Italian designer Emilio Pucci may have designed the main motif for the Apollo 15 mission patch, but Vivienne Tam will enter instead fashion history for having used NASA's logo in her collection.
The main background to Tam's S/S 17 collection is indeed a trip to Houston and a visit to NASA's headquarters. Tam was actually inspired by the local art and culture (in particular the Menil Collection, the Rothko Chapel and the Project Row Houses), and the music, science and technology scenes, plus the local rodeo, and eventually decided to mix all these references together.
This journey through Houston's life resulted in a series of dresses, tops, jackets and trousers in which rockets combined with flowers and astronaut-inspired silver jackets, were mixed with cowboy fringes.
Tam also received permission to use the Houston Livestock Show and Rodeo and the Rice University logos: the cowboy hat with boots and the Athenian owl - a symbol of honor, influence and wisdom - were therefore combined with the NASA logo and printed, embroidered or appliqued on the various garments.
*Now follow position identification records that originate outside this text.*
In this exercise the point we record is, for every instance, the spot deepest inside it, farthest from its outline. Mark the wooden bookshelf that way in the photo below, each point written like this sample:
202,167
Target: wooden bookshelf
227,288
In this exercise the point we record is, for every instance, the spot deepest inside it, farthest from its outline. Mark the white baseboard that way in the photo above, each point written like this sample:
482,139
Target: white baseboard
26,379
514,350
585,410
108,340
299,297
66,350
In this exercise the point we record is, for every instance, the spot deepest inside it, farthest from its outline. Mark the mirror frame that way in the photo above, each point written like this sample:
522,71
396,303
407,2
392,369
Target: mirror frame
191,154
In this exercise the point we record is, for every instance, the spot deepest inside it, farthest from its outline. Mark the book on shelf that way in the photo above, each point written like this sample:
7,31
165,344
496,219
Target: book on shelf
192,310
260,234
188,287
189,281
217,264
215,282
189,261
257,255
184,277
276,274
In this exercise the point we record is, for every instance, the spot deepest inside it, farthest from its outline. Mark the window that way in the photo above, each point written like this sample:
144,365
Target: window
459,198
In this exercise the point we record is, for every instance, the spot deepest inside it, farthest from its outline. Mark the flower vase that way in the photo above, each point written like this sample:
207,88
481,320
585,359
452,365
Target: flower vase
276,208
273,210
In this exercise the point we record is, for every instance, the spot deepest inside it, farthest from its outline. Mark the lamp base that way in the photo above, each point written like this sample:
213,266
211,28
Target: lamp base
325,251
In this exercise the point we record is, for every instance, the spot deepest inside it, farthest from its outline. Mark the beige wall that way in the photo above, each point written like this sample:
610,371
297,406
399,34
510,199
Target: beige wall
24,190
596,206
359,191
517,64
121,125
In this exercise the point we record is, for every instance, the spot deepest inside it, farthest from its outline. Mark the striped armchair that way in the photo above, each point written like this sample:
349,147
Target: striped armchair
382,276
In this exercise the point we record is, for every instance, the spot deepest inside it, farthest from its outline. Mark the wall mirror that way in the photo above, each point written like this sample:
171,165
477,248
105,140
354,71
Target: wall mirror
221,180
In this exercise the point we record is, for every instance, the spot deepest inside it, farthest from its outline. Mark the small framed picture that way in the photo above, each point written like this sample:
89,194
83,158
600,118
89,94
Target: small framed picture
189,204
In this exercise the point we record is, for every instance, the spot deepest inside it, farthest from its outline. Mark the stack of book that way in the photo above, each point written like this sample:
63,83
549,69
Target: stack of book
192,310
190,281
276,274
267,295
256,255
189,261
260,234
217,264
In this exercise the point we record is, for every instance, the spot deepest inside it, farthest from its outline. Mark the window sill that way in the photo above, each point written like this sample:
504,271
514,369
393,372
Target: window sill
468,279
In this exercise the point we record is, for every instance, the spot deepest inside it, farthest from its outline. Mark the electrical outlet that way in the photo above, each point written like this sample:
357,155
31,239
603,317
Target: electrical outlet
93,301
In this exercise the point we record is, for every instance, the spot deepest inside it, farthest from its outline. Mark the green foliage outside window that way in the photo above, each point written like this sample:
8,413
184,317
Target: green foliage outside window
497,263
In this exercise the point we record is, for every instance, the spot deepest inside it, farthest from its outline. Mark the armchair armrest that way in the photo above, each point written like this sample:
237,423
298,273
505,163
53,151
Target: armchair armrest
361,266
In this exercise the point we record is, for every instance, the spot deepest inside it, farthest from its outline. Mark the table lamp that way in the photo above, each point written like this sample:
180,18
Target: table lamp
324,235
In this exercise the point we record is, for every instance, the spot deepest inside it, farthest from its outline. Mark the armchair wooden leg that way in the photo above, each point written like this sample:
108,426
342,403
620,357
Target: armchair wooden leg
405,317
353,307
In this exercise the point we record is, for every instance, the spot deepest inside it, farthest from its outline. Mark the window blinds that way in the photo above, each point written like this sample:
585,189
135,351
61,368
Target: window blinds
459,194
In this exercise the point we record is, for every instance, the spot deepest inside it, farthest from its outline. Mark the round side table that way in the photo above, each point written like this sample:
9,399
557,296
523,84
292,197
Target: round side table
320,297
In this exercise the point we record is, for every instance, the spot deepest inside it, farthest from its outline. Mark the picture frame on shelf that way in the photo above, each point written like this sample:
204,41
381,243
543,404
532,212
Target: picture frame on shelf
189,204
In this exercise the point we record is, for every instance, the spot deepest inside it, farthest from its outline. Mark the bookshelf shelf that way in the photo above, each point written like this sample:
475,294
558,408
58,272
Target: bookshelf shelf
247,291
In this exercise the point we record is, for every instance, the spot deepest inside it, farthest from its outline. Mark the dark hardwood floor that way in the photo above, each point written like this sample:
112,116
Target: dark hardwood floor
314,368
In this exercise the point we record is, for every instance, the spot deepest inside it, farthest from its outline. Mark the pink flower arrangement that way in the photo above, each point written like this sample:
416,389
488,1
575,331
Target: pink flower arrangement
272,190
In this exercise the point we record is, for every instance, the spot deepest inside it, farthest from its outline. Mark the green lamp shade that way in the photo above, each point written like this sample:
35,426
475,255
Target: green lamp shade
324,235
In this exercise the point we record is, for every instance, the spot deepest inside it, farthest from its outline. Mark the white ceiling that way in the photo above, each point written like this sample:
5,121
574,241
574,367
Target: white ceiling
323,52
The East met the West in a dress with a colourful mix of botanical motifs, Mexican elements, Chinese herons and Nasa logos, and in a top with matching pants with a print of Chinese motifs but with a Mexican edge about it. Tam also created a fun print of a panda head and a cowboy hat that she nicknamed the Panda Cowboy.
The final dresses were covered in Tam's trademark butterflies in their three-dimensional variation and with appliqued NASA logos scattered here and there, hinting at space, flying and exploration.
Not everything was perfect: at times the frilly boho-rodeo inspiration took over the space fashion side of things in a rather kitschy way, but Tam seemed to have genuine good intentions as she switched the attention from New York to Houston (where she will also bring her collection next year) during election times.
Besides, the designer announced that she will donate a part of the proceeds from the collection sale to the Houston Livestock and Rodeo Scholarship Fund.
Technology-wise the show at Moynihan Station was opened by a prerecorded broadcast of NASA astronaut Tracy Dysons from the International Space Station's Mission Control in Houston.
Tam, who in the past took part in projects with Hewlett Packard, Square, Monster, and WeChat and hinted at technology in previous designs such as her A/W 2013 in which she included QR codes, launched during the show a collaboration with Lenovo/Motorola for the design of the Moto Z Style Shell, and Moto Mods technology was employed to allow the audience to get the backstage scene and design details.
Tam is currently planning a lecture at NASA's Wearables Lab, in the meantime, it will be interesting to see if this collection will also end up being linked with the film "Hidden Figures" directed by Theodore Melfi (to be released in December 2016 in the States).
Inspired by Margot Lee Shetterly's eponymous book (the complete title is Hidden Figures: The American Dream and the Untold Story of the Black Women Mathematicians Who Helped Win the Space Race), the book tells the story of Katherine Johnson, Mary Jackson, Dorothy Vaughan, Kathryn Peddrew, Sue Wilder, Eunice Smith and Barbara Holley, African-American women and mathematicians who analysed the data from wind tunnel tests of airplane prototypes and made a significant contribution to aeronautics and astronautics.
Will European designers counteract and look for the help of European Space Agency (ESA)? Who knows, after all a few months ago the Science Museum in London organized a catwalk show in collaboration with the European Space Agency (ESA).
So expect NASA and ESA to become fashion trends next year. Fashion may not be rocket science, but here we may have clothes for rocket girls. Houston, we don't have a problem, but we do have a fashion collection.